The instruction tuning repo can be found here : https://github.com/eth-sri/SafeCoder
Navigate to data/cascading to familiarize yourself with validation and evaluation datasets for cascading experiments as well as our results for the best cascading schemes.
Navigate to src/cascading directory to gen_ans_test.py script to generate answers and tests for all possible hyperparameter combinations. Next, run select_ans_tests.py to simulate the cascading pipeline with different configurations to produce security and cost results for each of them. Afterwards, using check_parameter_combs.py select the best combinations according to the security and cost scores. To see which of those points are Pareto-optimal, run get_pareto_points.py. After finding Pareto-optimal points, you can visualize them together with the rest of the configurations using plot_thresholds.py. Select the best points of your interest for each threshold and indicate them in data/cascading/outputs/chosen_hyperparameters.json. To perform testing on the evaluation split, run test_parameters.py and see the results in data/cascading/outputs/testing_results_new_method/testing_results.json.

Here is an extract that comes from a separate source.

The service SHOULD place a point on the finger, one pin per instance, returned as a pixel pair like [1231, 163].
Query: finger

The sven_seccoder directory should be cloned, and the instructions therein followed to reproduce results. In-context functionality was added to the exisitng code structure so the results can be reproduced in exactly the same way as SVEN.
The sven_agentic directory should be cloned, and the environment set up as in SVEN. To use agentic inference, run the agentic_eval script followed by print_agentic_results to run the experiments and observe the results, respectively.